Copy the number from the cell and paste it into the “Tunnel Password” field. Then, click submit. This will open your Streamlit app in a new tab. url

Finally, you’ve created and deployed your first data visualization web app. data viz app

The app can be expaned by adding more visualizations, implementing user inputs to customize the plots, or even applying machine learning models to the data.

Important Notes

  • The public URL is temporary and will only work while your Google Colab notebook is running.
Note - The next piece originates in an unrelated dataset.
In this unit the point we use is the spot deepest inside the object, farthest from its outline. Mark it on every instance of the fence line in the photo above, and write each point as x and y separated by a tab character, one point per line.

If you close the notebook or it times out, you’ll need to run the command again to get a new URL.
  • For long-term or production hosting, try using platforms specifically designed for hosting Streamlit apps, such as Streamlit Community Cloud or Heroku.

Next Steps

Here are some ideas to take your skills further.

  • Use GitHub to share your projects and host your apps online.
  • Try visualizing different datasets (you can find many on Kaggle or data.gov.
  • Experiment with different types of charts and graphs.
  • Add interactive elements like sliders or dropdowns to manipulate the data.
  • Interact with financial or geographical APIs and visualize real-world data.

Conclusion

Building and sharing data visualization apps has never been easier, thanks to tools like Streamlit and platforms like Google Colab. This combination provides an accessible entry point into the world of interactive data apps.